Background Patients undergoing transcatheter aortic valve replacement (TAVR) are at increased risk for acute kidney injury (AKI). The Valve Academic Research Consortium (VARC) recently published ...criteria for AKI after TAVR. We aimed to identify predictors, assess the prognostic impact of AKI after TAVR, and compare various criteria for AKI. Methods Patients with aortic stenosis undergoing TAVR were retrospectively analyzed for periprocedural AKI (<72 hours) according to the VARC definition (increase in serum creatinine ≥0.3 mg/dL or ≥1.5× baseline) or according to the modified Risk, Injury, Failure, Loss, and End-stage kidney disease (RIFLE) criteria (decrease of >25% in estimated glomerular filtration rate at 48 hours).
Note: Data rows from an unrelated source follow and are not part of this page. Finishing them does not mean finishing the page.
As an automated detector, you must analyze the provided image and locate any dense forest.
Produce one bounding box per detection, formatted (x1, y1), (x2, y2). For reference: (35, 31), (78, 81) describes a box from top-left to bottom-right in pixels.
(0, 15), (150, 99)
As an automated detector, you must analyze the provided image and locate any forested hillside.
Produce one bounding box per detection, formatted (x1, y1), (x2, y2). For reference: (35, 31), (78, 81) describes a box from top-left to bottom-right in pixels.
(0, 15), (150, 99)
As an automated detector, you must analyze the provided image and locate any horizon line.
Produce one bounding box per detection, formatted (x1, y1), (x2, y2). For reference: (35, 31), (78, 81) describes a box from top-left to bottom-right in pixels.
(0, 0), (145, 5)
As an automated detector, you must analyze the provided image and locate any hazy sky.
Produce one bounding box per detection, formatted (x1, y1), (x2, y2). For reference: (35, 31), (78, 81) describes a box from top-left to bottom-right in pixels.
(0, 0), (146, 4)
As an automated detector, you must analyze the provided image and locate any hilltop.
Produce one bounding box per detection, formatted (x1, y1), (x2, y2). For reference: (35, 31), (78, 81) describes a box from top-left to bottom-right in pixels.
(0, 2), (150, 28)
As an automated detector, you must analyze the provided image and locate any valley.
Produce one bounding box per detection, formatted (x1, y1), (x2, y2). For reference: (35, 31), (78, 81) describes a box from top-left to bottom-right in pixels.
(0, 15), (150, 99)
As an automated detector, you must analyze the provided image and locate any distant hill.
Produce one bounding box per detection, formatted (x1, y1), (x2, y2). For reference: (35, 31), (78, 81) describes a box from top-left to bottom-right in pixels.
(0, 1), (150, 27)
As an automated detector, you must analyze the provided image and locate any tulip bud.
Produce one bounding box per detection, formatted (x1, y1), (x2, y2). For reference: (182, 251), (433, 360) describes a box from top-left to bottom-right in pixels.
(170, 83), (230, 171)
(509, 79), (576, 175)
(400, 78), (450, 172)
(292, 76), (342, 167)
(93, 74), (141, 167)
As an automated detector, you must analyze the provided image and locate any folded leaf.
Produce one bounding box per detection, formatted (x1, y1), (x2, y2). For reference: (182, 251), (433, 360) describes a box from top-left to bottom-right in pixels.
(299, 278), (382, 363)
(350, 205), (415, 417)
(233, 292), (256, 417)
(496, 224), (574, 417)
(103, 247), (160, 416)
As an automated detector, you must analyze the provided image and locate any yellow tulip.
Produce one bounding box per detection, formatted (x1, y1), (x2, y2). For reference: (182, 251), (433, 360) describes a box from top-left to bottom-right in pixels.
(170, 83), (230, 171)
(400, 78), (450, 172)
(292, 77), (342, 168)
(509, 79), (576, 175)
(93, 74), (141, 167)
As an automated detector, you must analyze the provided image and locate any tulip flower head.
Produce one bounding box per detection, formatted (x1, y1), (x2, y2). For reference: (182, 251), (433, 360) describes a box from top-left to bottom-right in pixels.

Results Acute kidney injury, according to the VARC definition, occurred in 24 (14.6%) of 165 patients after TAVR. Acute kidney injury, according to RIFLE criteria, occurred in 19 patients (11.5%). Men (63% vs 38%, P = .03) and patients receiving blood transfusion (63% vs 39%, P = .04) were more likely to develop AKI. In multivariable analysis, only blood transfusion emerged as a predictor for AKI (odds ratio 3.74, 95% CI 1.36-10.3). Patients who developed AKI had higher in-hospital (21% vs 4%, P = .007) and 30-day mortality (29% vs 7%, P = .004) as compared with patients without AKI. Conclusion Acute kidney injury is a frequent complication of TAVR. Even a small increase (0.3 mg/dL) in baseline creatinine post-TAVR is associated with worse outcome. The poor prognosis of these patients should encourage improvement in patient selection and careful management for prevention of this complication.